Data Science Jumpstart with 10 Projects Transcripts
Chapter: Project 3: Merging AirBnB Temperature Data
Lecture: Validating one to one and one to many merges
Login or
purchase this course
to watch this video and the rest of the course contents.
0:00
One of the things you might want to do with merged data is to validate it and see if it was successful.
0:06
This is a challenge with SQL when you try and merge something. Oftentimes it's unclear, did the join work? What's going on there?
0:15
Pandas has some functionality to make this a little easier. Okay, so I'm going to demonstrate this with just a different dataset here.
0:22
I've got the left and the right dataset. In this cell, I'm showing the display function which Jupyter provides you.
0:28
This allows us just to output multiple things in a single cell. So we've got this data frame left that has names and pets,
0:37
and we have a data frame right that has names and ages. So let's look at the different merges that we can do. We can do an inner merge.
0:48
And so here is an inner merge. You can see that Ravi and Jose are in both of my datasets, but Sally is only in one.
0:58
So the inner merge doesn't include Sally. I can do a left merge, which is going to say, take everyone from the left data frame.
1:06
In this case, it should have Ravi and Jose in it.
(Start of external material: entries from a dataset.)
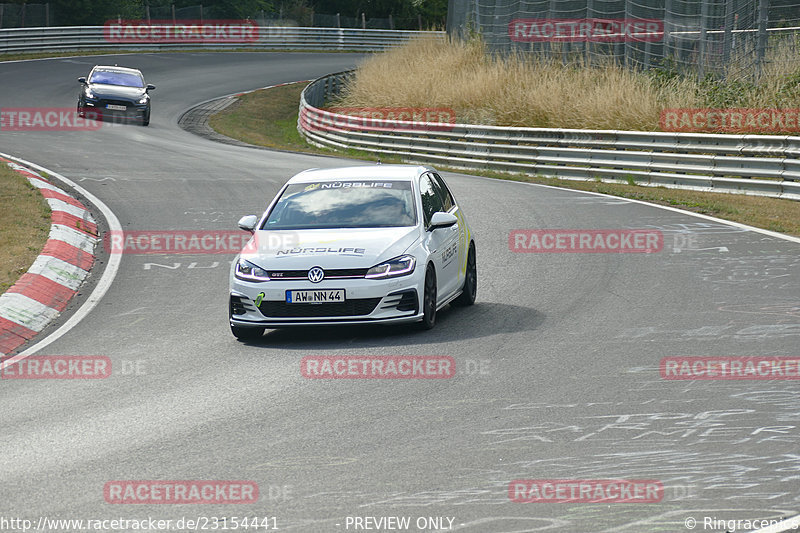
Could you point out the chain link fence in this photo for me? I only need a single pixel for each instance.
(728, 38)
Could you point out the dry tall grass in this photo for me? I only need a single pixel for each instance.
(518, 91)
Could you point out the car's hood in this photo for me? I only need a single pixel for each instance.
(341, 248)
(116, 91)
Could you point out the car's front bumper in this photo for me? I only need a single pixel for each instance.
(366, 301)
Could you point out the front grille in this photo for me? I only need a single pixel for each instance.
(336, 273)
(357, 307)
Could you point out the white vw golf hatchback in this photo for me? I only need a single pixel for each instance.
(366, 244)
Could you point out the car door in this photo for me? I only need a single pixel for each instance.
(443, 242)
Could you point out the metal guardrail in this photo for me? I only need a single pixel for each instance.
(71, 38)
(718, 163)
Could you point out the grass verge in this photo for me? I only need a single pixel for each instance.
(24, 225)
(269, 118)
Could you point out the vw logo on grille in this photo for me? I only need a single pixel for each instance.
(315, 275)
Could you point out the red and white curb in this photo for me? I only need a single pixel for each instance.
(42, 293)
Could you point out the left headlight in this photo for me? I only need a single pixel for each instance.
(399, 266)
(247, 271)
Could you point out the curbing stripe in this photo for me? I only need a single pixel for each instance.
(42, 293)
(51, 194)
(12, 335)
(60, 205)
(73, 237)
(43, 290)
(78, 223)
(59, 271)
(103, 284)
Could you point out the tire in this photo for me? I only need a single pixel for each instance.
(429, 299)
(470, 290)
(247, 334)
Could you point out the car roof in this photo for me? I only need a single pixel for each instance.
(370, 172)
(114, 68)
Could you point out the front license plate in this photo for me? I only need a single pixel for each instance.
(315, 297)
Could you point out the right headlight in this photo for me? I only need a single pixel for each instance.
(399, 266)
(247, 271)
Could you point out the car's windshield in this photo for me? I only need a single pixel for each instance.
(344, 204)
(124, 79)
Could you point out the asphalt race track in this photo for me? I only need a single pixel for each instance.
(557, 363)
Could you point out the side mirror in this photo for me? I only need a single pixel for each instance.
(248, 223)
(440, 219)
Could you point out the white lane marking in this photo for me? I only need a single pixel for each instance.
(103, 284)
(668, 208)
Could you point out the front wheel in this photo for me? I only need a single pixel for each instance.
(429, 299)
(470, 290)
(247, 334)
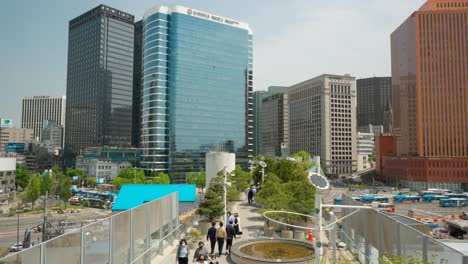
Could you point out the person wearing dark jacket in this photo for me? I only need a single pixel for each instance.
(230, 235)
(211, 235)
(182, 252)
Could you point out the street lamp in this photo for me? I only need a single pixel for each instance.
(225, 185)
(262, 164)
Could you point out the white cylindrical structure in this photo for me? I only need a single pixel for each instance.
(216, 161)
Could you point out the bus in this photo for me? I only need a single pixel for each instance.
(381, 199)
(401, 198)
(338, 200)
(457, 195)
(368, 199)
(386, 207)
(453, 202)
(428, 198)
(435, 192)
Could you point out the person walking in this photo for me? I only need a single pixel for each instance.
(182, 252)
(250, 195)
(230, 236)
(220, 237)
(201, 251)
(211, 235)
(237, 224)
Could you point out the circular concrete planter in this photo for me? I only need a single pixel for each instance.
(240, 258)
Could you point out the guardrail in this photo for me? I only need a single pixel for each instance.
(133, 236)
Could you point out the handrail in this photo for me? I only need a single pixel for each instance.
(152, 247)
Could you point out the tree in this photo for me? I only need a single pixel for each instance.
(197, 178)
(131, 173)
(212, 206)
(47, 185)
(33, 191)
(162, 178)
(65, 189)
(22, 176)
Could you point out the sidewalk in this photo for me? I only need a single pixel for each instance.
(251, 224)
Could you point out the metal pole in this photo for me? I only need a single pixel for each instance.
(263, 175)
(318, 226)
(225, 196)
(333, 237)
(17, 229)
I can do a right merge, which should include Sally.
1:13
And we can do an outer, which is going to include everyone from both. And we can also do a cross merge.
1:20
And a cross merge is something you need to be careful with. Basically, it's going to say for every row in one data frame,
1:28
merge it with every row in the other data frame. So you can see we have for the first Ravi from left, we have Ravi, Jose, and Sally.
1:38
From the right-hand side, for every Jose in the left, we have Ravi, Jose, and Sally from the other side.
1:46
One of the super convenient parameters that comes with this is the validate parameter.
1:51
And here I'm going to say I want to validate that this is a one-to-one merge. And when I run this, I get an error.
1:58
And it says that the merge keys are not unique in the left data set. And if we look at that left data set, again, it looks like this.
2:09
And you can see that Jose is repeated there. So it is impossible to do a one-to-one merge here because Jose is repeated.
2:16
So if we want to do this, what it's really going to be is a many-to-one merge, and we can specify that with an m-to-one.
2:22
And you can see that that comes out without a complaint. Pandas provides a nice functionality in this validate parameter.
2:31
And you can specify 1,1 for a one-to-one merge, m,1 for many-to-one, or 1,m, or an m,m. Note that validation on m,m really doesn't exist,
2:45
but you can put it in there as a hint to your reader about what kind of merge you're expecting to perform.